Я просыпаюсь в палате. От платья избавлена и переодета в обычную одежду. Хорошая новость — в больнице меня не оставят, плохая — мне ничего не приснилось.

— Я достала эту одежду из чемодана, с которым ты собиралась лететь на курорт, — устало говорит Селия, зачехляя телефон. Ну конечно, думаю, ей надо вшить в ухо чертов передатчик, чтобы сэкономить время, а то доставать мобильный каждые три минуты — адская мука, наверное. Я так зла на нее. И не за то, что она мне солгала, остальные люди вызывают те же чувства. Одна лишь мысль о том, что у других, у всех, кроме Лайонела и малышей, дела идут прекрасно, приводит меня в бешенство.

— Что, неужели Ашер объявился? — ядовито спрашиваю я.

— Нет.

— Тогда зачем ты здесь? В отличие от него, ты мне ничего не обещала, а, стало быть, ничего не должна. Или все родные и близкие меня бросили, совсем как он? Да не верю, родители бы не ушли, пока не удостоверились, что я в норме. Но в палате почему-то только ты.

Как так?

— Я решила, побыть с тобой сама. Подумала, стенания о вселенской скорби и печали будут лишними.

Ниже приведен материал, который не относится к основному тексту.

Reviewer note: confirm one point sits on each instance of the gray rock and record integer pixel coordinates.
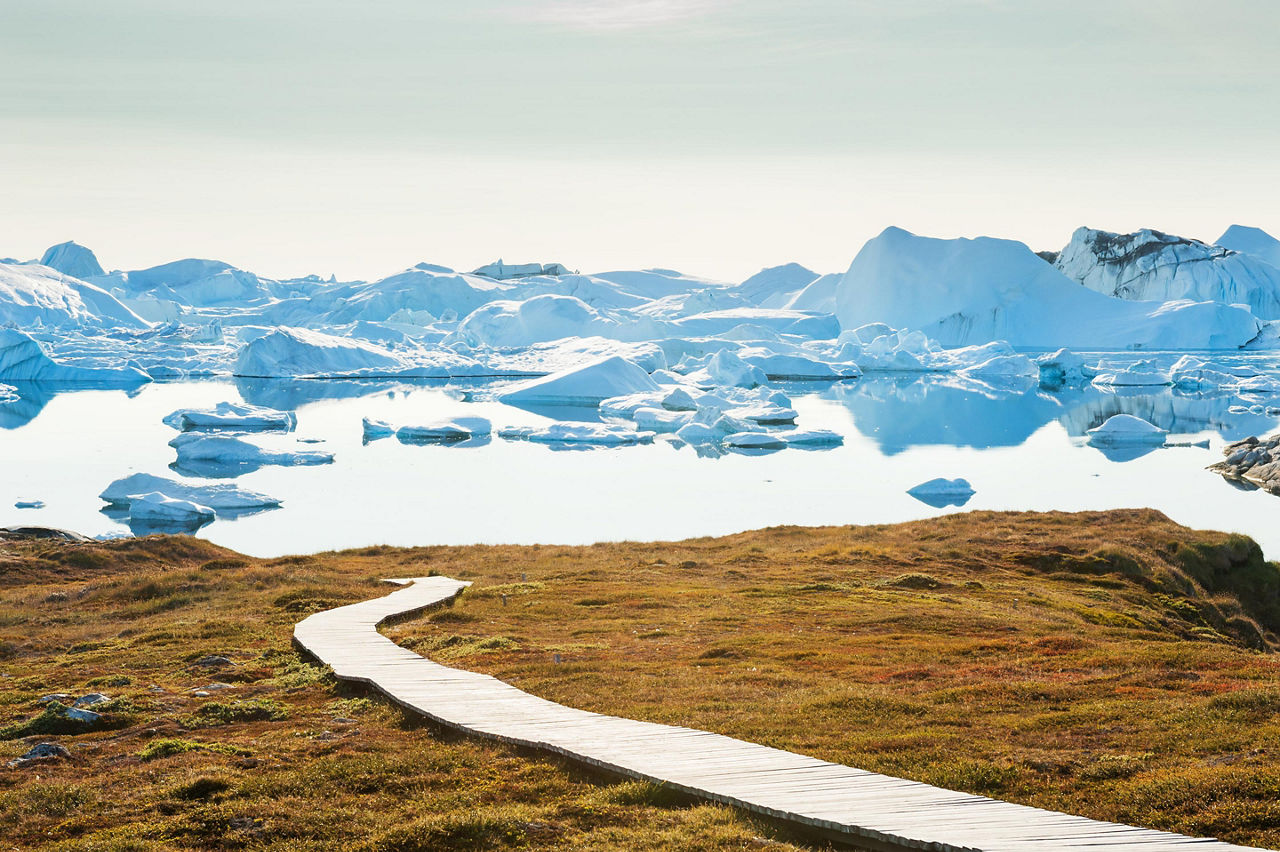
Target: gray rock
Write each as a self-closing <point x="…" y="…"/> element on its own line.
<point x="87" y="717"/>
<point x="41" y="751"/>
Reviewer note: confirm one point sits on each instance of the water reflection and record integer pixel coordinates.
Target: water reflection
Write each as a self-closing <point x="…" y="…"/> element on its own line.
<point x="900" y="412"/>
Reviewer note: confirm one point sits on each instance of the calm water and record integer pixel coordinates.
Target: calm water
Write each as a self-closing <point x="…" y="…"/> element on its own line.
<point x="1020" y="450"/>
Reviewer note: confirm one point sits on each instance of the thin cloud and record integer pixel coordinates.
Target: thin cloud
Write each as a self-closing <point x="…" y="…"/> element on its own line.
<point x="613" y="15"/>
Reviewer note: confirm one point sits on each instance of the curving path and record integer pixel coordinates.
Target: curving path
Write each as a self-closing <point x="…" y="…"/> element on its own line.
<point x="856" y="806"/>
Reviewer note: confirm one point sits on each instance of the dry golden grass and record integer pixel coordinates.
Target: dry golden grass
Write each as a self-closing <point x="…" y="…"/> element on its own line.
<point x="1110" y="664"/>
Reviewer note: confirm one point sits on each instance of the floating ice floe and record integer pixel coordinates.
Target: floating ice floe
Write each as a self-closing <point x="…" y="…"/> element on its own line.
<point x="586" y="385"/>
<point x="583" y="434"/>
<point x="375" y="429"/>
<point x="972" y="291"/>
<point x="156" y="509"/>
<point x="39" y="296"/>
<point x="220" y="497"/>
<point x="1141" y="374"/>
<point x="1061" y="367"/>
<point x="227" y="452"/>
<point x="942" y="491"/>
<point x="233" y="416"/>
<point x="1253" y="242"/>
<point x="1153" y="265"/>
<point x="457" y="429"/>
<point x="1127" y="430"/>
<point x="23" y="360"/>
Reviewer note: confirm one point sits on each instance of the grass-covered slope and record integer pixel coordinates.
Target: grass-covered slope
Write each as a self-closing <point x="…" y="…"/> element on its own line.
<point x="1110" y="664"/>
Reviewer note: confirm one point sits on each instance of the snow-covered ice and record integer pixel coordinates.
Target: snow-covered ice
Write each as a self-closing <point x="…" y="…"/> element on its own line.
<point x="443" y="431"/>
<point x="222" y="497"/>
<point x="202" y="449"/>
<point x="156" y="508"/>
<point x="232" y="416"/>
<point x="1127" y="430"/>
<point x="586" y="385"/>
<point x="942" y="491"/>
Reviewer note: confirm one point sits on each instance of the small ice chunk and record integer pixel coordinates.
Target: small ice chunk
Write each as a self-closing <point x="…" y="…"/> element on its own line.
<point x="375" y="429"/>
<point x="155" y="507"/>
<point x="589" y="434"/>
<point x="754" y="440"/>
<point x="1141" y="374"/>
<point x="458" y="429"/>
<point x="227" y="415"/>
<point x="1127" y="430"/>
<point x="224" y="449"/>
<point x="219" y="497"/>
<point x="942" y="491"/>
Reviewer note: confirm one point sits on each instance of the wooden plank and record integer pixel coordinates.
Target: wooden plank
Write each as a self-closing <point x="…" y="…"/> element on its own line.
<point x="860" y="806"/>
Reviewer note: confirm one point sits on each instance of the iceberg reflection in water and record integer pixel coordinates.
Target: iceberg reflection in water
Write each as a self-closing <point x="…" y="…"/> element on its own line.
<point x="1022" y="448"/>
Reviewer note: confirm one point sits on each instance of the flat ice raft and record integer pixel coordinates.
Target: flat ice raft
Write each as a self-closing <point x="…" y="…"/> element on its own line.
<point x="233" y="416"/>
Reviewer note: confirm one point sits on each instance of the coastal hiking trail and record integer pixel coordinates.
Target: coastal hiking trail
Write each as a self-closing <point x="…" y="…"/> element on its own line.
<point x="833" y="801"/>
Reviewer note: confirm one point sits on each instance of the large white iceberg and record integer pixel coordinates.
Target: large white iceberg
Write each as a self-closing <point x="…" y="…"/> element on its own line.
<point x="72" y="259"/>
<point x="23" y="360"/>
<point x="219" y="495"/>
<point x="543" y="317"/>
<point x="973" y="291"/>
<point x="1252" y="241"/>
<point x="39" y="296"/>
<point x="1150" y="265"/>
<point x="586" y="385"/>
<point x="159" y="508"/>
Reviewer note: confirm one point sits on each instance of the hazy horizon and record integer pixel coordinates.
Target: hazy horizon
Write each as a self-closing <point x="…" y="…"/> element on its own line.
<point x="711" y="136"/>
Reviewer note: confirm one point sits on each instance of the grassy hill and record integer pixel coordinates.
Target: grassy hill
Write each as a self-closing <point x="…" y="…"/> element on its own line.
<point x="1110" y="664"/>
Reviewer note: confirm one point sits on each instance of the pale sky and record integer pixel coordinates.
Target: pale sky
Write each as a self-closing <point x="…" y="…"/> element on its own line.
<point x="711" y="136"/>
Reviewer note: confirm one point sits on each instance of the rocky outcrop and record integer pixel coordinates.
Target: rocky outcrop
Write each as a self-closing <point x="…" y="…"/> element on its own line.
<point x="1256" y="461"/>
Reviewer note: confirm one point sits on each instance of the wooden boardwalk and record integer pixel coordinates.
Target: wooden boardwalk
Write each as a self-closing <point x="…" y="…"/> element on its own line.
<point x="860" y="807"/>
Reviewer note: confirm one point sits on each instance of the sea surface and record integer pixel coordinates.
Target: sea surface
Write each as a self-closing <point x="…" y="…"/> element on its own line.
<point x="1019" y="448"/>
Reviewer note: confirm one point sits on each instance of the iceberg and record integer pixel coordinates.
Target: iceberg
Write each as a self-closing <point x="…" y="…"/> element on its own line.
<point x="506" y="324"/>
<point x="37" y="296"/>
<point x="1127" y="430"/>
<point x="234" y="416"/>
<point x="156" y="508"/>
<point x="584" y="434"/>
<point x="1139" y="374"/>
<point x="586" y="385"/>
<point x="223" y="498"/>
<point x="73" y="260"/>
<point x="960" y="292"/>
<point x="23" y="360"/>
<point x="941" y="493"/>
<point x="1253" y="242"/>
<point x="223" y="452"/>
<point x="1151" y="265"/>
<point x="375" y="429"/>
<point x="444" y="431"/>
<point x="287" y="352"/>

Эти слова заставляют меня злобно рассмеяться.

— Знаешь, Селия, спасибо и браво! До встречи с тобой я была уверена, что помешана на контроле, но теперь вижу, что совсем не безнадежна.

А она лишь сдержанно улыбается. Ее мои пощечины нисколько не трогают.

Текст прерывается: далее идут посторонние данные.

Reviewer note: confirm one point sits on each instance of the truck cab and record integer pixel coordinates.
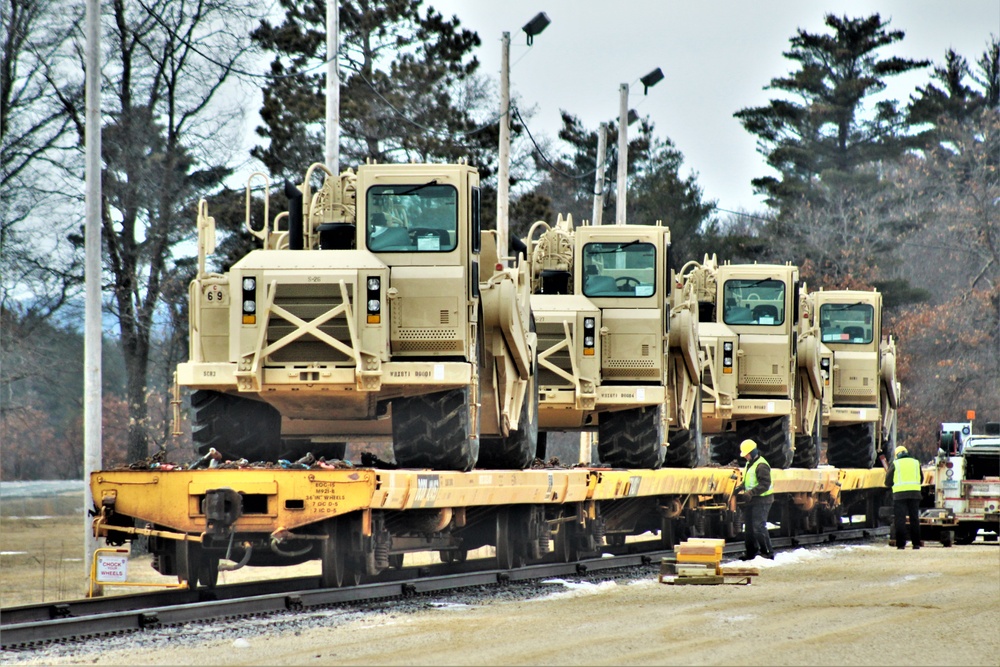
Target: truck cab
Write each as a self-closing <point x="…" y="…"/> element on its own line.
<point x="966" y="489"/>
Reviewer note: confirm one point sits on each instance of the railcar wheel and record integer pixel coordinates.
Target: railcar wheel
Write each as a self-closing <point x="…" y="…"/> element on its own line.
<point x="237" y="427"/>
<point x="194" y="566"/>
<point x="339" y="567"/>
<point x="208" y="571"/>
<point x="852" y="446"/>
<point x="511" y="538"/>
<point x="566" y="541"/>
<point x="435" y="431"/>
<point x="631" y="438"/>
<point x="454" y="555"/>
<point x="966" y="535"/>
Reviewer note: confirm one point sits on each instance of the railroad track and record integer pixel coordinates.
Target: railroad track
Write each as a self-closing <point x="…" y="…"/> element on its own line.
<point x="30" y="625"/>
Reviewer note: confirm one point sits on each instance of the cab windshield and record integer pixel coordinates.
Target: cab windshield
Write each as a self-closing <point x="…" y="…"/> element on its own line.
<point x="619" y="269"/>
<point x="411" y="218"/>
<point x="757" y="301"/>
<point x="846" y="322"/>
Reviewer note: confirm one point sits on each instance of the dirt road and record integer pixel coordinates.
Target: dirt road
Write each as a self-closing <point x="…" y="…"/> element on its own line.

— Ашер сообщил, что уезжает в медовый месяц. Один. Он считает, что вам лучше некоторое время не видеться.

— Отличная мысль. А, главное, все честно. У меня умерла подруга, а он бросил меня у алтаря и поехал развлекаться.

— Почти уверена, что в этом так или иначе замешан Эмилио Юнт. Но с его стороны гадко, не поспоришь, — мрачно говорит Селия.

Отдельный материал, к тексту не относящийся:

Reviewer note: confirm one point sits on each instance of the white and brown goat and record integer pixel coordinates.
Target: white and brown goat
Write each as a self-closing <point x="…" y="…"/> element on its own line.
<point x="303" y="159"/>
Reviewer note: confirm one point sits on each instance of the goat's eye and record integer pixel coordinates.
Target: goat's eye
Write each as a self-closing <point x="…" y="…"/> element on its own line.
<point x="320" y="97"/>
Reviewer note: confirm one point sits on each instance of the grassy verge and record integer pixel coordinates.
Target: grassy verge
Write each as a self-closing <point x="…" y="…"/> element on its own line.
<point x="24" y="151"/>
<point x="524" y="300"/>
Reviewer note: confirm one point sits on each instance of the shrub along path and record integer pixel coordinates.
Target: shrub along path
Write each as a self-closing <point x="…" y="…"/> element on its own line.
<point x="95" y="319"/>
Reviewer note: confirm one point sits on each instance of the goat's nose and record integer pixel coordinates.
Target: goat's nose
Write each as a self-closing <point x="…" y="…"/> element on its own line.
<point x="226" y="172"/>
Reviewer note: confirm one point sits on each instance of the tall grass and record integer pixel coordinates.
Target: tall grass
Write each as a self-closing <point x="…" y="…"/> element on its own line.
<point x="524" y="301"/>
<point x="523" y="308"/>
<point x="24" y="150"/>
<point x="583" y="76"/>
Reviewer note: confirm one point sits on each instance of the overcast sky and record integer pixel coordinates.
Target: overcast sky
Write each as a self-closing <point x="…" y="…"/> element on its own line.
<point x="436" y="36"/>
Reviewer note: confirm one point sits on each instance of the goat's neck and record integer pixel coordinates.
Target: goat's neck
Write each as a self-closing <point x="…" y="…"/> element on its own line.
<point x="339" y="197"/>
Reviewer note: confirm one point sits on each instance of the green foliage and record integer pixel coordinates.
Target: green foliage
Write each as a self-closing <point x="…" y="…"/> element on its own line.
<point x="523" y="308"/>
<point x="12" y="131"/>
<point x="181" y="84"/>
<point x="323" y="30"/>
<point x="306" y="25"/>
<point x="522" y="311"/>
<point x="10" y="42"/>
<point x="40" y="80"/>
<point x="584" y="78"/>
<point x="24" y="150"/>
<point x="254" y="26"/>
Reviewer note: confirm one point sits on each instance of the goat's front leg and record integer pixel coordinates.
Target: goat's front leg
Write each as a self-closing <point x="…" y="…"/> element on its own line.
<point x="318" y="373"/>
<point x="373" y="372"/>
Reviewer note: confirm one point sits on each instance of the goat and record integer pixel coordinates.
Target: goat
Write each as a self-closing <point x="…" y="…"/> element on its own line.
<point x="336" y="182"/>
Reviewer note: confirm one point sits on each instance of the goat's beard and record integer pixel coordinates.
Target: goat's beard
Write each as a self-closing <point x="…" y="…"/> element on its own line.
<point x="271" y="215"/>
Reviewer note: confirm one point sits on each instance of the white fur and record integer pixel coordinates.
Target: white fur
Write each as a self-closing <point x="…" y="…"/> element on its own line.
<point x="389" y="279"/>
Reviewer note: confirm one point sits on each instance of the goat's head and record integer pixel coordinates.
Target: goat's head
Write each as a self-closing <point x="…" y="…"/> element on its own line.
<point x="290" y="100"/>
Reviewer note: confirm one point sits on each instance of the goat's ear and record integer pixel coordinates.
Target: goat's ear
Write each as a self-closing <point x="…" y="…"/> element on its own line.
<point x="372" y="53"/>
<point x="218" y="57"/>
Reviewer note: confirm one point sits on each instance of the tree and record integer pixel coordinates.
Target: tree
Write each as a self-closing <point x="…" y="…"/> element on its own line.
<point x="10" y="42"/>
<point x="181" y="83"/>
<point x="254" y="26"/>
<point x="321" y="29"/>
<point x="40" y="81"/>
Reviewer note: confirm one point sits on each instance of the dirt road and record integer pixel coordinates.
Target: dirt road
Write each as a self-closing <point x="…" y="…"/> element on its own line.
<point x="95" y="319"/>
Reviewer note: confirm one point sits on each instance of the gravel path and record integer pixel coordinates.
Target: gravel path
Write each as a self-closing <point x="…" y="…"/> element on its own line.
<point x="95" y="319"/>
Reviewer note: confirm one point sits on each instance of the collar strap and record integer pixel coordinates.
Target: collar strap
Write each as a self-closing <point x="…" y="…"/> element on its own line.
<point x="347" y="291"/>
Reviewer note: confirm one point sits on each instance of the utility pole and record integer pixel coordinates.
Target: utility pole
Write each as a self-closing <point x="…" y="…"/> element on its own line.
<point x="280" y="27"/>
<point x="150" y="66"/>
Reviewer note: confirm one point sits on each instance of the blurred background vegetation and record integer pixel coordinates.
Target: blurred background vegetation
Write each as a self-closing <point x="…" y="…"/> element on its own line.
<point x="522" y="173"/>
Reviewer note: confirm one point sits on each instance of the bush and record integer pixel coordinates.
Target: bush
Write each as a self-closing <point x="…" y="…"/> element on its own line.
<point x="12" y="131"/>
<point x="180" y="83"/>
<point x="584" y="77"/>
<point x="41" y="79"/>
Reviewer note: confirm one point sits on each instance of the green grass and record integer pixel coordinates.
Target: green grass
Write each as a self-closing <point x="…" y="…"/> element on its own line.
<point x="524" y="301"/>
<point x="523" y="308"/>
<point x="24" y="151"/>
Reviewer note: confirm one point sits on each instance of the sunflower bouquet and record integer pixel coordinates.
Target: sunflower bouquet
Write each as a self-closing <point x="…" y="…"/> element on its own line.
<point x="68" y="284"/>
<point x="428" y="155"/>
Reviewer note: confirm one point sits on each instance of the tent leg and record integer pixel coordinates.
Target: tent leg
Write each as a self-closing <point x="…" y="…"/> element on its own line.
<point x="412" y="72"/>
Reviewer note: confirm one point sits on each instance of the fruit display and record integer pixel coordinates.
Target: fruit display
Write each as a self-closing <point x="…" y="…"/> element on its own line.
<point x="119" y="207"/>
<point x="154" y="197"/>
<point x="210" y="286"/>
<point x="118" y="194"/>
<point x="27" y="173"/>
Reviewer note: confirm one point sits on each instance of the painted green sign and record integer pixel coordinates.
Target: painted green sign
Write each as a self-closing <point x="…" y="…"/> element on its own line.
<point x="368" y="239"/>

— Знаешь, что я поняла сегодня? Юнт или нет, будь я Ашеру дорога, он бы так не поступил.

Если бы у меня был хоть один шанс вернуть Керри, я бы это сделала, а Ашер добровольно послал к черту свою невесту на глазах у всех вокруг… Послал и свалил, вернувшись к своей прежней веселенькой жизни. Не была я ему нужна, Селия, совсем нет!

Так хочется, чтобы эта стальная женщина смутилась, чтобы в раскаянии опустила глаза, но ничего подобного.

— Знаешь, Ашер меня старше, — вдруг сообщает мне она.

— Старше? — Да, я удивилась.

— Старше. На два года. Но так не кажется, потому что он избалованный ребенок-переросток.

Делает то, что хочет, как хочет и когда хочет. Я не знаю, способен ли он любить в полном смысле этого слова, но ты ему дорога. Может, не так, как того заслуживаешь, но, боюсь, большего от него не дождаться. Однако, и тебе от него не нужно любви до гроба. С самого начала вами руководил расчет, а не чувства, не так ли? — Черт, подловила. Нечем крыть. А она уже снова за старое: — Пойду найду врачей. Сообщу, что мы уходим. Собирайся.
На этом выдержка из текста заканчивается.